La banque n'est pas contestée en ses affirmations relatives à la procédure collective dont a fait l'objet la débitrice principale, à savoir que cette dernière a été placée en redressement judiciaire par jugement du tribunal de commerce de Chartres rendu le 05 décembre 2013, qu'elle a alors déclaré sa créance au passif de la Sarl MBLG, que la débitrice principale a obtenu de cette juridiction un jugement rendu le 18 décembre 2014 arrêtant un plan de continuation pour une durée de 10 ans et que, finalement, par jugement rendu le 1er février 2018, le tribunal de commerce de Chartres a prononcé la liquidation de la Sarl MBLG, la créance ayant été admise au passif à hauteur de la somme de 149.373,92 euros.

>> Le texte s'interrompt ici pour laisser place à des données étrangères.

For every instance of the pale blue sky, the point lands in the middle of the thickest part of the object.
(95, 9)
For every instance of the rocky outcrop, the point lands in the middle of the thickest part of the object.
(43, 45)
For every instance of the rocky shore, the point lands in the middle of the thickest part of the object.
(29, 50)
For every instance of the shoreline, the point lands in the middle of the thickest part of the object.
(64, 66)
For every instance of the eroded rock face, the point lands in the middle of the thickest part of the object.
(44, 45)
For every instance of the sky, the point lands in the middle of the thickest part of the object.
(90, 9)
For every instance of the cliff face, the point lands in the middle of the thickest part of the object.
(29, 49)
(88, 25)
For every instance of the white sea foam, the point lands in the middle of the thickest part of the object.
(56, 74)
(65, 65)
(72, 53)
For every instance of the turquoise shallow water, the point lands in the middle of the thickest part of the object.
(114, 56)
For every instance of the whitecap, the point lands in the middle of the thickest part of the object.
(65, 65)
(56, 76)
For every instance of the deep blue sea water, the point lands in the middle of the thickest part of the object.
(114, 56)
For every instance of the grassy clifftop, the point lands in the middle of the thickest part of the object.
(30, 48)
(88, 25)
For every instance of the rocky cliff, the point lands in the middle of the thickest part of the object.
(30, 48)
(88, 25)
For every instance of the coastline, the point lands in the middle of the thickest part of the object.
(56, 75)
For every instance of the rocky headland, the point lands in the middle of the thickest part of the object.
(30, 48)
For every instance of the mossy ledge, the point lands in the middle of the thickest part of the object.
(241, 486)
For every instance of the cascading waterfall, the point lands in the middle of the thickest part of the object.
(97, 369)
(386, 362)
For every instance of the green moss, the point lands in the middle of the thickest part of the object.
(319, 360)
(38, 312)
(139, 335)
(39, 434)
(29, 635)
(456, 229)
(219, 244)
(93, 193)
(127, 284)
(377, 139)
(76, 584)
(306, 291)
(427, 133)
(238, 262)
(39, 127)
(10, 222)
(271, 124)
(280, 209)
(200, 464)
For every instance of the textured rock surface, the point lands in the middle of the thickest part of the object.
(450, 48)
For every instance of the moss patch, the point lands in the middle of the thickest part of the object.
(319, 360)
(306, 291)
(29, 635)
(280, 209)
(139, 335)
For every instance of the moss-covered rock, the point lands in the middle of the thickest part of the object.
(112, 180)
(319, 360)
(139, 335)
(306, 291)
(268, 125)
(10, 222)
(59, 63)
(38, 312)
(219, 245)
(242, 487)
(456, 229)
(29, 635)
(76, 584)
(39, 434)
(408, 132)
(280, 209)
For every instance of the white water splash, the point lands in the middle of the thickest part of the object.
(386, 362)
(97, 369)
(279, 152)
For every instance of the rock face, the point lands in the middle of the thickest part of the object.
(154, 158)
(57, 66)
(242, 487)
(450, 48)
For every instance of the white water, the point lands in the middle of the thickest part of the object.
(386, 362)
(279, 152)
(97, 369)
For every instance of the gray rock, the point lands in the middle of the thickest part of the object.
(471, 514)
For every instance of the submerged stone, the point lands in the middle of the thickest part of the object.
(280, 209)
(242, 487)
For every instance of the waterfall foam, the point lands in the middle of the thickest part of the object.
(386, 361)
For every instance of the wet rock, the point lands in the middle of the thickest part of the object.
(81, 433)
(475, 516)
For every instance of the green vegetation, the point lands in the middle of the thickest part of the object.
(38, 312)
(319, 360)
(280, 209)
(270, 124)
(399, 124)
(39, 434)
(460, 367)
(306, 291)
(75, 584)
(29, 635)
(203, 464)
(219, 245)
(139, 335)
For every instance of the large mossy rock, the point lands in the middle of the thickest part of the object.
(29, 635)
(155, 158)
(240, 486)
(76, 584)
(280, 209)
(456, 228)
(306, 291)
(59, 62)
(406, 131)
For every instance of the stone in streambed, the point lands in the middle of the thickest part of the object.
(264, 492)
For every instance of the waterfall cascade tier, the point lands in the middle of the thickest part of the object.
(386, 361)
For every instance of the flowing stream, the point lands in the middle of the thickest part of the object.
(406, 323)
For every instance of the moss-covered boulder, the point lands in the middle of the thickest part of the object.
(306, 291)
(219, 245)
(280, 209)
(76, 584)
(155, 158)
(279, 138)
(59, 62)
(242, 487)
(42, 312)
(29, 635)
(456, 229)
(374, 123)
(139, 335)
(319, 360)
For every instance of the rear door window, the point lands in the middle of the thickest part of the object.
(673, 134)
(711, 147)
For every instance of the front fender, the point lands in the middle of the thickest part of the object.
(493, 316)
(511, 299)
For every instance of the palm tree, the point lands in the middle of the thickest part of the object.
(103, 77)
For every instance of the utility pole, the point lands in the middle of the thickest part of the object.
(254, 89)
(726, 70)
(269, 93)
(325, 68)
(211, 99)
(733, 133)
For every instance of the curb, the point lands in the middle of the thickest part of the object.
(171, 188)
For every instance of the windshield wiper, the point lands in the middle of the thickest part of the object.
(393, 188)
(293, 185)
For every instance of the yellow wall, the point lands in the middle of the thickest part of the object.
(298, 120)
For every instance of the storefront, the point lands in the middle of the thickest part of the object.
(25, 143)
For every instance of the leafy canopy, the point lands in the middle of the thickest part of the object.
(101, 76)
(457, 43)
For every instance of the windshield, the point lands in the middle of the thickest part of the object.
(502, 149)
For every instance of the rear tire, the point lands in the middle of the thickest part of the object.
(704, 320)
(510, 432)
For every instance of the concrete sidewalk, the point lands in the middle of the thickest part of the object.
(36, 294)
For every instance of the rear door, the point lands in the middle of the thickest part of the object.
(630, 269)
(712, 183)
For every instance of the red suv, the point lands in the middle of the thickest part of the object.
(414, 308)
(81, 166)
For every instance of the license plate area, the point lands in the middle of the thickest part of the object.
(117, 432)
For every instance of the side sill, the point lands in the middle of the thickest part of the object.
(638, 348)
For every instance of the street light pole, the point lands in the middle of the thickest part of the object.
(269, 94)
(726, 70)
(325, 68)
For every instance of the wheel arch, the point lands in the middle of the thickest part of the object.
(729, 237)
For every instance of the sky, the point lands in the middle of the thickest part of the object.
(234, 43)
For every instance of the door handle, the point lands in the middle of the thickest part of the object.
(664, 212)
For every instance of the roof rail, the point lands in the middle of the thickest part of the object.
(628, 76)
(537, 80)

Sur l'effet de la procédure collective à l'égard de la caution et comme énoncé par la Cour de cassation (notamment : Cass com 23 novembre 2022, pourvoi n° 21-13386, publié au bulletin), 'Il résulte (des articles 2241 et 2246 du code civil) que la déclaration de créance au passif du débiteur principal en procédure collective interrompt la prescription à l'égard de la caution et que cet effet se prolonge jusqu'à la clôture de la procédure collective.

Si, en vertu de l'article L. 631-20 du code de commerce (dans sa rédaction antérieure à celle issue de l'ordonnance du 15 septembre 2021), la caution ne peut se prévaloir des dispositions du plan de redressement dont bénéficie, le cas échéant, le débiteur principal, cette disposition ne fait pas échec à l'interruption de la prescription à son égard jusqu'au constat de l'achèvement du plan, ou en cas de résolution de celui-ci et d'ouverture de la liquidation judiciaire du débiteur principal, jusqu'à la clôture de cette procédure'.

La prescription applicable en l'espèce étant la prescription quinquennale prévue à l'article L 110-4 du code de commerce, il s'évince de ce qui précède qu'au cas particulier ne peut être déclarée prescrite l'action contre les cautions introduite par assignations délivrées le 07 février 2019 dès lors qu'en suite de l'ouverture de la procédure collective et de la déclaration de créance de la banque admise au passif de la société MBLG, cette dernière a été mise en liquidation par jugement du 1er février 2018.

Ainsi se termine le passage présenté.